It sound like you have admitted that there are patterns in each series to itself, but that you were unable, for whatever the cause, to use that same pattern for another series.

Since you were able to find a pattern in the series, and that each series has patterns that predict what the future will be in that series, it seems to me the claim is verified.

I imagine that a good mathematician could find some sort of pattern between the first entry of series 1, 2, 3, etc, until they repeat again. In fact, since the eclipses repeat, we know that the first entry of series 2 will repeat, if we go through them all in sequential border, so there must be a pattern in some manner.

 3.. 78000... 23... 17... 78001... is a pattern.
« Last Edit: January 08, 2019, 04:00:52 PM by Tom Bishop »

shootingstar

Re: 2019 Total Lunar Eclipse
« Reply #58 on: January 08, 2019, 03:45:17 PM »
I would assume Tom that since lunar eclipses have been happening for a very long time and for the same reasons then each event is going to be very similar.   That qualifies as a form of pattern to me. How that relates to FE theory I'm not sure.

Re: 2019 Total Lunar Eclipse
« Reply #59 on: January 08, 2019, 04:05:48 PM »
It sound like you have admitted that there are patterns in each series to itself, but that you were unable, for whatever the cause, to use that same pattern for another series.

Since you were able to find a pattern in the series, and that each series has patterns that predict what the future will be in that series, it seems to me the claim is verified.

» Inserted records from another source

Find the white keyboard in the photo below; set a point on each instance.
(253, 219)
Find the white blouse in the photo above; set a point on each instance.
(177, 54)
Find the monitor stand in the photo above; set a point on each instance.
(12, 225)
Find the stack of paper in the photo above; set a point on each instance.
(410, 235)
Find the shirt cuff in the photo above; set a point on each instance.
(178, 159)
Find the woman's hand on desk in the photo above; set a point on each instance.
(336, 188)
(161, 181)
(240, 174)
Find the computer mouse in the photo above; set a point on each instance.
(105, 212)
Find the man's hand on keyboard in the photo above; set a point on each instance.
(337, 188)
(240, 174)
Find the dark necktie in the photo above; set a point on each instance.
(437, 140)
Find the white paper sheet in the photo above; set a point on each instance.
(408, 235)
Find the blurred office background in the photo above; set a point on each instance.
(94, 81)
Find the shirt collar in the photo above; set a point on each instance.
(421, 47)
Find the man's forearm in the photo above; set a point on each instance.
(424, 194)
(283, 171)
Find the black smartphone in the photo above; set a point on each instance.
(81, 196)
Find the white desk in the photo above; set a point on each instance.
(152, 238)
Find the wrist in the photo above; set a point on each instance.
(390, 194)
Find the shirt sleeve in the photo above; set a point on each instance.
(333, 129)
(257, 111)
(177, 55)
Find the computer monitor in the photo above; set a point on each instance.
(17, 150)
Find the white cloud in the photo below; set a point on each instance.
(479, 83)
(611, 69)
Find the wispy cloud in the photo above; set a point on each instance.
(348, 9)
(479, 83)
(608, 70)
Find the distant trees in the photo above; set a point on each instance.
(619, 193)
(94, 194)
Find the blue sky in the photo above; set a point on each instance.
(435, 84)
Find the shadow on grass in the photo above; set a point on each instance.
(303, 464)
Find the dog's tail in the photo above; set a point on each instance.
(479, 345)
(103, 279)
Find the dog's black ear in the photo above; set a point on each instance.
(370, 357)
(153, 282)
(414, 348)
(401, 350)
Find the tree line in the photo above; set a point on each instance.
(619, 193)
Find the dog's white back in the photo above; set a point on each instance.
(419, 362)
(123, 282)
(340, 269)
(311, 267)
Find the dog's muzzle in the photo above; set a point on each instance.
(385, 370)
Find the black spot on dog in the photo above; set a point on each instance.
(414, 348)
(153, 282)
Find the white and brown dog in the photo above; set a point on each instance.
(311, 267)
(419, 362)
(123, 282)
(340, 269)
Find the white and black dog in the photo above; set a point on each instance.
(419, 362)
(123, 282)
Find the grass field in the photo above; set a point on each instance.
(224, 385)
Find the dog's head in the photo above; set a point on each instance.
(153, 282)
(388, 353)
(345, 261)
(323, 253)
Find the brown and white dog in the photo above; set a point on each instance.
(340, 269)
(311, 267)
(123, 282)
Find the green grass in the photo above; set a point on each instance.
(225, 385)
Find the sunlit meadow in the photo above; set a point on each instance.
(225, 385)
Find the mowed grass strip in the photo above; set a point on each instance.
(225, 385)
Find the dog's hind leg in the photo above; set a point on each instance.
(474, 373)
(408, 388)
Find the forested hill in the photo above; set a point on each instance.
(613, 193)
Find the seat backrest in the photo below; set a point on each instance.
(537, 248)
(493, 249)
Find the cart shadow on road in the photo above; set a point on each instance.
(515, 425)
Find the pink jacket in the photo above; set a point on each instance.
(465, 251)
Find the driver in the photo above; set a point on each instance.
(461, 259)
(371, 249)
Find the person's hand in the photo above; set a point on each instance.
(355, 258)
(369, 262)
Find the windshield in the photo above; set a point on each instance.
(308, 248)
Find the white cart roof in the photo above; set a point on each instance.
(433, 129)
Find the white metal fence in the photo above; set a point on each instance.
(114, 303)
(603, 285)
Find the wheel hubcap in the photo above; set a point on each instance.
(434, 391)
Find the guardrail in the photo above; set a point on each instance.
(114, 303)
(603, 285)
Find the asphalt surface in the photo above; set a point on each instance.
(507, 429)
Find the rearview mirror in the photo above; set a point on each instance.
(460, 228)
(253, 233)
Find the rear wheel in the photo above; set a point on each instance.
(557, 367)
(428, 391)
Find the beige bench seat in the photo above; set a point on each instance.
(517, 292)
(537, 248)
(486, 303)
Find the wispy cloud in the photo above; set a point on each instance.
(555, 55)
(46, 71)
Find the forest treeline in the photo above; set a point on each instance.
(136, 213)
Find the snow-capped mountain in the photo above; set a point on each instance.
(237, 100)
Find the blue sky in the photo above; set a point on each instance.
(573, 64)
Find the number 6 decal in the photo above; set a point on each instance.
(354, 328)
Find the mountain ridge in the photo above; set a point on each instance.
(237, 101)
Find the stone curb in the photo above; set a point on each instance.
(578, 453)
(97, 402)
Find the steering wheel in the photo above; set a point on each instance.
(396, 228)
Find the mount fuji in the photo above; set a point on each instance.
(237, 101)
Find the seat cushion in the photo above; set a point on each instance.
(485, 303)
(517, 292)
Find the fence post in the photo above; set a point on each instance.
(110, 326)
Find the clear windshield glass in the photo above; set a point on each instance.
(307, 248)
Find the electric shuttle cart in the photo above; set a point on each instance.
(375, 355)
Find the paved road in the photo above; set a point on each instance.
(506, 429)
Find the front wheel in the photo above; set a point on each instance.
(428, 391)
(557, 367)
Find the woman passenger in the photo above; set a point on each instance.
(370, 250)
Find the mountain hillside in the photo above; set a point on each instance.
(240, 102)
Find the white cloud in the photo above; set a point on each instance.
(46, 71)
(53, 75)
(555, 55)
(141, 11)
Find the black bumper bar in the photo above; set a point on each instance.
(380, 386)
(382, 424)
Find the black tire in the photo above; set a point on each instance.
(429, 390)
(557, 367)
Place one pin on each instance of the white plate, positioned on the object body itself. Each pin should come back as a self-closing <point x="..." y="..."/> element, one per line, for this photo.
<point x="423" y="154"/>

I imagine that a good mathematician could find some sort of pattern between the first entry of series 1, 2, 3, etc, until they repeat again. In fact, since the eclipses repeat, we know that the first entry of series 2 will repeat, if we go through them all in sequential border, so there must be a pattern in some manner.

 3.. 78000... 23... 4... 78001... is a pattern.
Incorrect. I was unable to determine a workable pattern even for an individual series either. I.E. I could not find a way to construct an equation using any number of the first half or so of the set, that would then give me the numbers/information for the rest of the set. Is it possible that I would need to use the equation of a set, adjusted for the starting information in another set, and then I might be able to formulate decent ideas for what the rest of that second set contains? Yes. But I have at present been unable to do so. Although I also lack tools that would make that feasible in any kind of shorter time frame, and I'm not going to spend months going over these cycles on the chance I can make something work.